Vija Celmins, Two Stones, (1977/2014-16), © Vija Celmins, Courtesy Matthew Marks Gallery.

Celmins’ large canvases picture layers of deep space. Using thinly gesso-embedded stars, she pushes the comfort of a flat “readable” surface. These Hubble-like “windows” as in Night Sky #24 (2016), present galaxies so old they may be gone entirely. But our relationship to time obscures this from us. What do we learn from the errant paint-glop/star that wanders around the edge of the canvas? Looking at Celmins’ magnificent Blackboard Tableau (2007–15) installations of twinned chalkboards—one found and one fabricated—we find other indexical, extra-dimensional details like the gum of duct tape removed, copper nails buried with past force, scratches that mars the finish. The human hand wrote its sign, and it betrayed its violence. Lingering at the edge of the boards is the chalk’s ashen semi-solid state, somewhere between permanence and trace, memory and matter, the sign and its disappearance. “Little object a.”

The rhyme between the paintings and the blank slate of the tableau questions the impulse of energy required to start the language/universe over again. What would be different? What would be copied? What is inevitable?

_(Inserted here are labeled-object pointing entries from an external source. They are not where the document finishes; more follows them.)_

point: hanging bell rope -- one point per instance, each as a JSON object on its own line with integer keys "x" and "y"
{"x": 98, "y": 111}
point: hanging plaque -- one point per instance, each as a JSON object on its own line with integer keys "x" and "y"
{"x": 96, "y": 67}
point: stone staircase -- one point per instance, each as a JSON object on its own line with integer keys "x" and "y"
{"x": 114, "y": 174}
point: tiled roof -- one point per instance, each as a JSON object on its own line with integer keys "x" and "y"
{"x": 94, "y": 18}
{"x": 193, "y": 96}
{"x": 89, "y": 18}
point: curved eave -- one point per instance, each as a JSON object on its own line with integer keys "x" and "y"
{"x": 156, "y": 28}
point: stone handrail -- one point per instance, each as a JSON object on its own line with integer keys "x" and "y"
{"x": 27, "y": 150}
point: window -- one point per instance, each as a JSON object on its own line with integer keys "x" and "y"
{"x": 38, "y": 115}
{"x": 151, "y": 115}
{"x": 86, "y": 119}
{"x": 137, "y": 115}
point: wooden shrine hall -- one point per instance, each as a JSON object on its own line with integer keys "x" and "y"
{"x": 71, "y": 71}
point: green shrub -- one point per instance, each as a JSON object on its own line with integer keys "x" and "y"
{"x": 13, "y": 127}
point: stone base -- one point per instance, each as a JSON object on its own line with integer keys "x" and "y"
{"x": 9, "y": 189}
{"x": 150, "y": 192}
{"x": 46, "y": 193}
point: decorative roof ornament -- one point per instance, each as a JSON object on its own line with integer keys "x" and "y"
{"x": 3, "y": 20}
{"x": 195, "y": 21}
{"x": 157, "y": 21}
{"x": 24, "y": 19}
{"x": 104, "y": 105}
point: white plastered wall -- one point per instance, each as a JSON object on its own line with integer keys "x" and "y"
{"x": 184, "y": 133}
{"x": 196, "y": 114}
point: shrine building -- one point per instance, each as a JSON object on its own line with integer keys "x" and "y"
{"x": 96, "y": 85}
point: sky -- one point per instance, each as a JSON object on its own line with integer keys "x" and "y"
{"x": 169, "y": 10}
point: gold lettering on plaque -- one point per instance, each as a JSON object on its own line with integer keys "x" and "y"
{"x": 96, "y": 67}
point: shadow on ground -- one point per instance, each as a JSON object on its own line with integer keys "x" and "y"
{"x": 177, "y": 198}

The standout of the show is Two Stones (1977/2014–16), each palm-size and of a mass comfortable for a paperweight and place roughly 90 degrees to each other, where two hands seemingly just set them. The “real” pinkish granite echoes the stars with its white and black flecks, while the other, its twin made of bronze and painted, suggests only weight is the difference. But it’s impossible to know which is the mirror. It’s not just an inside joke or reprise of art’s nature/culture theme. The stones ask about the nature of time in reference to human flesh and ambitions, and suggest how possible it is to free energy with the sound of the two being struck together. Which will survive? The stone, or the artist’s great clap in an otherwise astonishingly silent oeuvre?